Flyover tweets & shadow analysis

Searching twitter for only those tweets made in a particular time, in a particular location, is clearly a valuable tool. Twitter is a dazzling fountain of sources, and being able to tie those to a place and time provides context and reduces noise; it’s more likely that a journalist will be able to use the tweets they see in building a story

Geosearch has been around for a while; Echosec, present in a 2016 list of tools for journalists, is branded as a private security / “Open Source INTelligence” platform. With blog posts like “Social Media for Executive Protection” from 2015 and “How Executive Protection Services are Changing” from 2018, they’ve clearly found their niche, and since the time list of tools was written have stopped offering their tools to non-customers.

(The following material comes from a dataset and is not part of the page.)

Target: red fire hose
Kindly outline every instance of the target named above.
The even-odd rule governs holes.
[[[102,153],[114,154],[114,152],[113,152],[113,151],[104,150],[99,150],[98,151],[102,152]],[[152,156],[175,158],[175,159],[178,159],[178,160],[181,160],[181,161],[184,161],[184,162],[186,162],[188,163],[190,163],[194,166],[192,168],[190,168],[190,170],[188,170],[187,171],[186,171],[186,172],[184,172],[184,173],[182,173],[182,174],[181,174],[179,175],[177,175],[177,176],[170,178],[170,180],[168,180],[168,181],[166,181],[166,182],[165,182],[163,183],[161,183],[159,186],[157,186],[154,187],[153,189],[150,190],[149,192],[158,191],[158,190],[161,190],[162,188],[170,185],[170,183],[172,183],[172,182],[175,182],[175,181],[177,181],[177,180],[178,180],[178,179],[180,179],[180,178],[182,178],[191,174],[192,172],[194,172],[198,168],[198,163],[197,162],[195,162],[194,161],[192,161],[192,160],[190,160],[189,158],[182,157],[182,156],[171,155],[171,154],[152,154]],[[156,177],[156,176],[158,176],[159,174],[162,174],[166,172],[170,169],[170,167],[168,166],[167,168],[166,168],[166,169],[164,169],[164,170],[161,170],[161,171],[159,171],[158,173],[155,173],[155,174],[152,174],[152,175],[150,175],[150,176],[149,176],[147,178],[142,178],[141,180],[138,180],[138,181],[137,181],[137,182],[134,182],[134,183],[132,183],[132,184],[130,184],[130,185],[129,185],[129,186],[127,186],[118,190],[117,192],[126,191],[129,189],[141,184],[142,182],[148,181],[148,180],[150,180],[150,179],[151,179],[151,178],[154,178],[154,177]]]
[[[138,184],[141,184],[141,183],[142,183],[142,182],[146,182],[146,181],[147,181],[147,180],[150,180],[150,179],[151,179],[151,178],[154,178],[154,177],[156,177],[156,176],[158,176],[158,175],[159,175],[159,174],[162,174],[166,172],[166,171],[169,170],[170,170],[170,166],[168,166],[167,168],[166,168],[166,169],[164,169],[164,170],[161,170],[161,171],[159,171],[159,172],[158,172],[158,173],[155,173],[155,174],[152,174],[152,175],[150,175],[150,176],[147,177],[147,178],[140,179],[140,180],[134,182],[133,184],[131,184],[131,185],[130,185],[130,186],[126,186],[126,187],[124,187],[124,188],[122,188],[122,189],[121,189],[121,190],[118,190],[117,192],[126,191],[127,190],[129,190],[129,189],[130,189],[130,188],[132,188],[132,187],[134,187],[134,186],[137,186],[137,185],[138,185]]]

Socialbearing’s map interface, selecting a tweet considered to have a strongly negative sentiment (it doesn’t).

Socialbearing, on the other hand, focuses on marketing feedback; “insights and analytics”, “sentiment analysis”, and “View top influencers” are their key features. Google Analytics is a clear visual influence (see image). Their product, thankfully, is still available, and even makes some noise about randomizing location markers to protect privacy.

Socialbearing’s interface. It’s always good to see that tweets, by Type, are 100% Tweets.

Journalists can obviously benefit from such tools in myriad ways, most obviously when covering chaotic live events such as a protest, riot, natural disaster, police scene, etc.. Historical searches provide a way to compare locations at a particular time, or track a location over time, providing the oppourtunity for spatially-rich narratives of an event.

But what are the implications of these tools? The breadth of interest in them, combined with the impression that they’re somehow more “real” than twitter (anything on a map is easy to imagine as having already truly happened), makes them an interesting vector for malinformation. Building a fake twitter account that could plausibly be in a particular location takes a different kind of work than your standard fake account, but it probably doesn’t need as many followers/follows to be noticed, and so may be more resilient to discovery attempts. Journalists using these tools may wish to practice a kind of “shadow analysis” to verify whether the incidental information of these tweets and accounts is sufficient to verify a highly spoofable GPS entry.

What I find most intriguing, however, is the perspective these tools offer to the user. By helicoptering the journalist over mapped landscapes and letting them look down to spot individual tweets, they make the user feel powerful, godlike. The world seems understandable, and certainly the streets are understandable in a way they wouldn’t be from the ground during a protest, riot, or natural disaster. While the journalist is already in a position of being at their computer and not on the ground, I feel like geosearches heighten that feeling of distance even more than looking at a stream of text does, and that concerns me. This flyover perspective seems like something that could easily creep into the tone of how something is covered, giving it a strong spin even in the absence of malinformation.

EDIT: this only occurred to me just now in class, but while I saw several posts on “drone journalism” which meant by it using drones for photography, this kind of investigation by signature strike truly seems like journalism coming from the tradition of the drone, with many of the same strengths, the same weaknesses, the same fraught tradeoffs.